Le Parti québécois a demandé jeudi à la Commission de la culture et de l’éducation de se déplacer au cours des prochains mois dans différentes régions pour entendre les journalistes, les propriétaires de médias et les citoyens, au lieu de convier tout ce beau monde à l’Assemblée nationale, à Québec. 

«Nous sommes d’avis que trancher le sort des régions éloignées tout en demeurant dans la capitale enverrait un curieux message. À l’inverse, une commission itinérante prouverait que l’Assemblée nationale est sérieuse lorsqu’elle affirme qu’au Québec, l’information locale et régionale est importante», écrit M. Lebel dans sa lettre. 

M. Lebel ne croit pas nécessaire de tenir des audiences publiques dans chacune des 17 régions du Québec, mais au moins dans quelques-unes d’entre elles, afin de favoriser la participation d’acteurs locaux.

«Ce qui est nécessaire, c’est d’aller sur le terrain. De sentir ce qui se passe et de comprendre à quel point l’information en région, c’est difficile d’en faire.
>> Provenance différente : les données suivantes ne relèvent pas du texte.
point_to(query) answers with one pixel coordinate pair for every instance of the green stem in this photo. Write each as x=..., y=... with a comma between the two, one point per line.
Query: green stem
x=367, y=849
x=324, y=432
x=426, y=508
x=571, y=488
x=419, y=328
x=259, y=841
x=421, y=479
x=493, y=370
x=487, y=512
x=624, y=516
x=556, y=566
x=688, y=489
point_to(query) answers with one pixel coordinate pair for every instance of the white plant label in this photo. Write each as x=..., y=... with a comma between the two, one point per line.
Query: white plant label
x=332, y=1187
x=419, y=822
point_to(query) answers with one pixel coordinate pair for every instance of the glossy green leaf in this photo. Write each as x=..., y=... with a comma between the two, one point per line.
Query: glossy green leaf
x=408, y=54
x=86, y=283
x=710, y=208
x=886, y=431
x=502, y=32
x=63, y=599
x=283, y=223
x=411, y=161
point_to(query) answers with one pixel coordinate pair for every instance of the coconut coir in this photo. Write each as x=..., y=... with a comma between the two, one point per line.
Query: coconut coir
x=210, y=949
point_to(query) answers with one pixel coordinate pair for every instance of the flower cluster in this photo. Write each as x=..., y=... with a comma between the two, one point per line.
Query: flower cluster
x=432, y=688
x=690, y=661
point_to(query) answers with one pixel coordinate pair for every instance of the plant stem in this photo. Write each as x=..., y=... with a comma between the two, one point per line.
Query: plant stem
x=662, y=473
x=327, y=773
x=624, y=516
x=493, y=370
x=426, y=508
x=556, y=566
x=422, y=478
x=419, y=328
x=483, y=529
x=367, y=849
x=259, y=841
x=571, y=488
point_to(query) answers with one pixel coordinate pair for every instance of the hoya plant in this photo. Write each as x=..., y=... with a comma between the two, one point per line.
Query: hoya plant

Quand on est dans notre bulle à Québec, à Montréal, on s’en rend pas compte», exprime M. Lebel. 

Le député dit ne pas vouloir «blâmer les journalistes, qui font ce qu’ils peuvent avec les moyens qu’ils ont». Il s’inquiète toutefois de voir des hebdomadaires fermer leurs portes ou des stations de télévision réduire leur nombre de postes de façon drastique. 

Le député raconte que dans sa circonscription, il a la chance de pouvoir compter sur quelques médias régionaux, à qui il a pu s’adresser lors de la dernière campagne électorale. Ce qui n’est pas le cas de tous ses collègues. «Si la couverture médiatique de la campagne ne se fait qu’au national, le vote ne sera pas pour le candidat local. À mon sens, c’est un accroc à la démocratie», juge-t-il. 

M. Lebel est d’avis que non seulement les Québécois ne sont pas souvent informés de ce qui se passe dans les régions éloignées, mais aussi dans ces villes de banlieue qui entourent Montréal et Québec, et que les grands médias, — qui souffrent aussi de difficultés financières —, ne couvrent que très peu. «Il faudrait aller dans le 450 avec la commission parlementaire, parce qu’à plusieurs endroits, il y a des vides médiatiques», juge-t-il. 

La Commission de la culture et de l’éducation a accepté le 21 mars de se pencher sur la crise que vivent les médias à l’heure actuelle, afin d’identifier des pistes de solution. Les élus veulent tenter de répondre aux défis du financement des entreprises de presse, de la valorisation du rôle local de l’information, de la viabilité des modèles d’affaires à l’ère du numérique et de l’indépendance des médias.